En fin, ya da lo mismo, ya es tarde
para lamentarse y para cambiar nada. Puede que ahora Gainsbourg, en
el cielo de los conejos, si lo hay, sea un conejito libre y alegre o
tenga siempre alguien que le compre zanahorias frescas y le corte las
uñas antes de que parezcan garfios.
Espero que sí.
Descansa en paz, Gainsbourg, amigo, fuiste un buen
conejo.
Hace unos días, a la misma hora que en Pamplona el badajo de una de las campanas de la Iglesia de San Nicolás caía sobre las terrazas de la plazuela, yo estaba leyendo un poema de Sharon Olds que se titula El pene del papa. El poema, recogido en la antología Óvulos en la mano, casualmente dice lo siguiente: “Cuelga bajo la sotana un badajo / delicado en el centro de una campana. / Se mueve cuando él se mueve, un pez fantasmagórico / en un halo de algas plateadas, el vello / balanceándose en la oscuridad y el calor, y por la noche / mientras sus ojos duermen, se levanta / en alabanza a Dios”.

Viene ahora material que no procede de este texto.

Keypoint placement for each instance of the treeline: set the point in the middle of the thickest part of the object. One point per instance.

Los poemas de Sharon Olds golpean de esa manera, con una contundencia que te dejaría fuera de combate si no fuera porque siempre hay en ellos también algo que te salva por la campana, una imagen brillante − un pez fantasmagórico− o un destello de delicadeza.

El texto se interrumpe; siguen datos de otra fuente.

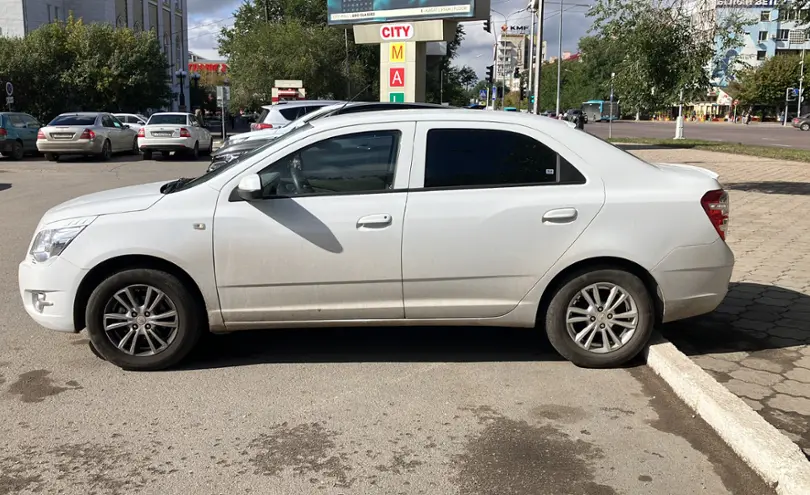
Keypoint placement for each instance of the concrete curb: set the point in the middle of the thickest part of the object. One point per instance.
(771, 454)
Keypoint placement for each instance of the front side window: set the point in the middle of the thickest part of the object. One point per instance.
(467, 158)
(355, 163)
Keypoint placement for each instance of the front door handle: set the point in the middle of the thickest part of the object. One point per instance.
(378, 221)
(560, 215)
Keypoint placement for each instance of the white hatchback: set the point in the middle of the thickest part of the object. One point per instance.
(176, 132)
(406, 217)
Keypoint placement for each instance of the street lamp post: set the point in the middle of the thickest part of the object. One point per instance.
(610, 117)
(195, 80)
(181, 76)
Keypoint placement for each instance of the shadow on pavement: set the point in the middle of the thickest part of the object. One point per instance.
(753, 317)
(379, 344)
(776, 187)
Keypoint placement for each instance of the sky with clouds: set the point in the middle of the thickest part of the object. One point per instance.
(207, 17)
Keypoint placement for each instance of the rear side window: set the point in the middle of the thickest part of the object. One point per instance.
(465, 158)
(74, 120)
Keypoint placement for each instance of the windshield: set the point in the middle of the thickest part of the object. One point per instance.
(167, 119)
(74, 120)
(282, 140)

En otro de los poemas, Solsticio de verano, ciudad de Nueva York, un suicida depone su actitud gracias a las palabras de un policía. Tras bajar de la azotea juntos, el policía ofrece al suicida un cigarrillo, que este prende a la vez que los curiosos que esperaban ver el dramático desenlace. “Luego todos encendieron cigarrillos, y el / rojo refulgente de los extremos ardía como / las hogueras pequeñas que encendimos en la noche, / al principio, en el origen del mundo”, escribe Sharon Olds.
Casualmente también, ese mismo día yo había leído un cuento del polaco Slawomir Mrozek en el cual el bombero que hace desistir a otro suicida llega a la conclusión de que este podría en realidad haberse arrojado al vacío mucho antes de que él apareciera o de que bajo los pies de ambos se congregara un enjambre de espectadores que, en el fondo, anhelan morbosamente el salto fatal. En ambos textos hay un tránsito redentor de lo individual a lo colectivo: los suicidas salen de las burbujas asfixiantes de su existencia para arrimarse al calor común de la hoguera y ser aceptados en el grupo que, alrededor del fuego, se reúne, fuma, conversa o incluso comparte sus deseos más insanos.

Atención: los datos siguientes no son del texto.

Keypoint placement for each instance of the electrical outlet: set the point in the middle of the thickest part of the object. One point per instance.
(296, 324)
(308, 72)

A propósito de la muerte, y regresando a la plazuela de San Nicolás, fue realmente un milagro que aquel badajo suicida y volador no se llevara consigo a nadie por delante, pues cayó sobre las habitualmente concurridas terrazas durante el mediodía de un domingo de Navidad en el que, por fortuna, llovía a mares. Habría sido, desde luego, una muerte absurda, aunque ¿cuál no lo es, cuál no es una estafa y a la vez la única certeza?
También sobre la muerte reflexiona a menudo Sharon Olds en sus poemas. Como cuando en Fotografía de la niña su mirada se fija en una muchacha en el umbral de la pubertad que, durante una hambruna en Rusia a principios del siglo XX −escribe Olds− “va a morir de hambre ese invierno/junto a otros millones de personas. En la profundidad de su cuerpo/los ovarios dejan salir los primeros óvulos/dorados como gotas de grano”.